Saturday, January 22, 2005

1st post for MHA

The newest Mapleton Mobilizer and minutes to the management committee meetings have been posted at the main site.

From the Denver Post, Thursday, January 13, 2005

Boulder - Mark Reeder sipped a cup of tea and looked out his back window, where just a few feet away three deer made their way across a small brook and stepped past snowy trees on a cold Wednesday morning.

Reeder lives in Boulder, all right. But he's not in a posh cabin next to Chautauqua Park or a sprawling mansion on a golf course.

He lives in a mobile home park with neighbors who make about 30 percent of what a typical Boulder resident does.
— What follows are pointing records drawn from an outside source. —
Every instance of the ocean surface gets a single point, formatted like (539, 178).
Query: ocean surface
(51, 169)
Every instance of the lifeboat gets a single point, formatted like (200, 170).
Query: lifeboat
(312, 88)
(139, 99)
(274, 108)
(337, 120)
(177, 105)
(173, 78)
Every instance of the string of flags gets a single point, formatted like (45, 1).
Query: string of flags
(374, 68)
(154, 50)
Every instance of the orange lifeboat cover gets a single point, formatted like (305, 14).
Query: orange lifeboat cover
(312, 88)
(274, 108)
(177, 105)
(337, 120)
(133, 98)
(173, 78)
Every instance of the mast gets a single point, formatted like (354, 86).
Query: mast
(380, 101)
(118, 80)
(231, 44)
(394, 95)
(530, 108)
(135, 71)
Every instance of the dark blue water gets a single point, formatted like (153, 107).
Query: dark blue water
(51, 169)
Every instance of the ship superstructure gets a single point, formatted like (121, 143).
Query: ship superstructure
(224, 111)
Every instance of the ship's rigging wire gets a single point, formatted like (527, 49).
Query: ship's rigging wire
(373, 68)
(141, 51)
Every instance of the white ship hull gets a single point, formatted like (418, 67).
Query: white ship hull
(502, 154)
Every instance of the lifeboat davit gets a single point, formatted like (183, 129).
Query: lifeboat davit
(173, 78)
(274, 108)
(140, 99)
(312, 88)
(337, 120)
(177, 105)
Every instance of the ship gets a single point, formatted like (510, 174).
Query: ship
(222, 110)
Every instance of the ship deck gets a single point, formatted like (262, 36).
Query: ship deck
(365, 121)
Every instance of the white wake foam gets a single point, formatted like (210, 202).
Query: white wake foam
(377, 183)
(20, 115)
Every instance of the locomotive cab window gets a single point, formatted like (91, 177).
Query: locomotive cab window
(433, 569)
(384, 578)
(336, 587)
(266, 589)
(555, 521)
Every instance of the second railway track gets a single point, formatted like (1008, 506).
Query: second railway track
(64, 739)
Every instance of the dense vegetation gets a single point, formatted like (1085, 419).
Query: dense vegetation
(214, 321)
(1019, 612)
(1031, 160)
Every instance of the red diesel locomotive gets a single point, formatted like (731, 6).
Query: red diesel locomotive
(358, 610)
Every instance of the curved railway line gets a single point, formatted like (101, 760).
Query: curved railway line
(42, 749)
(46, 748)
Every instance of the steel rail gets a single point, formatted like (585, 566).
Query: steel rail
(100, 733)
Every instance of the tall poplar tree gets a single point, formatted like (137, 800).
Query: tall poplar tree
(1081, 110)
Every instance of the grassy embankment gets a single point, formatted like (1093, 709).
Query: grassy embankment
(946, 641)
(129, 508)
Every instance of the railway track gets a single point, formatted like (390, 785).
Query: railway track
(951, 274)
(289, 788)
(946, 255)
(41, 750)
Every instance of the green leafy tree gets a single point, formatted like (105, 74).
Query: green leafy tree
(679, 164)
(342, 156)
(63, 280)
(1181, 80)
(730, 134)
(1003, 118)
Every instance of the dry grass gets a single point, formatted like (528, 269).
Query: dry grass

And thanks to unique cooperation among neighbors, the city and a nonprofit group, the park will remain affordable for low-income residents for at least the next 99 years.

"There is no place in Boulder - there's no place in the country, as a matter of fact - which designates this amount of affordable housing for that 30 percent (average mean income) group," Reeder said of Mapleton Mobile Home Park. "It's just kind of this beautiful piece of Eden in the middle of Boulder."

Mapleton became the first permanently affordable mobile home park in the state - and one of just a few in the country - last month when the city closed on a land deal with Thistle Community Housing, a private, nonprofit affordable- housing provider.

The Mapleton Homeowners Association worked toward the goal for eight years, and affordable financing was acquired by Thistle. City officials put up a good price, and Boulder acquired the park's 120 units, which will soon receive a $2 million infrastructure upgrade.

"We expect that the community will be (a model)," said Jeff Yegian with Boulder's Housing and Human Services. "And we already have provided information to other communities facing similar issues."

Yegian said the park is a "significant contribution" to the city's goal of having 4,500 affordable homes by 2010.

"The point was this park has, over the years, served a very large percentage of the population who are extremely low income," Yegian said. "We didn't want to lose that."

Under the deal, Thistle owns the land, but residents control the management as part of a 99-year lease agreement.

"You've got a community here that was extremely well-organized," Thistle executive director Aaron Miripol said. "They actually approached us about getting involved in this."

The park's homeowners association had been interested in buying the land when the previous owner put it up for sale in 1996, but it was too expensive.

That's when Boulder housing planner Cindy Pieropan recognized a unique opportunity. Flood mitigation and affordable housing had been named as goals a year earlier in the Boulder Valley Comprehensive Plan.

"It just seemed to be an opportunity to combine both goals," Pieropan said.

The city bought the land and upgraded a major drainage though the property along Goose Creek. When that project was finished in 2003, city officials worked with Thistle and Mapleton residents to sell the land back to them.

The deal closed Dec. 9.

"It was a long and difficult but very rewarding process," Pieropan said. "A big part of what made it difficult was there was not a model."

John Davis with Burlington Associates in Community Development, a Vermont-based consulting cooperative promoting community land trusts, said Thistle's arrangement is"one of the flagship community land trusts in the country."

"It is precisely those affluent communities like Boulder that are seeing interest in these kinds of developments," Davis said. "There will be many areas watching the success of this project."

Miripol said the value of affordable housing goes beyond any altruistic factors.

"You want to have a workforce in this community that provides your basic service industry, teaching - really kind of the folks that otherwise would not have an opportunity to be able to afford to live in this community," he said. "That is what Mapleton had done and what it will now do permanently."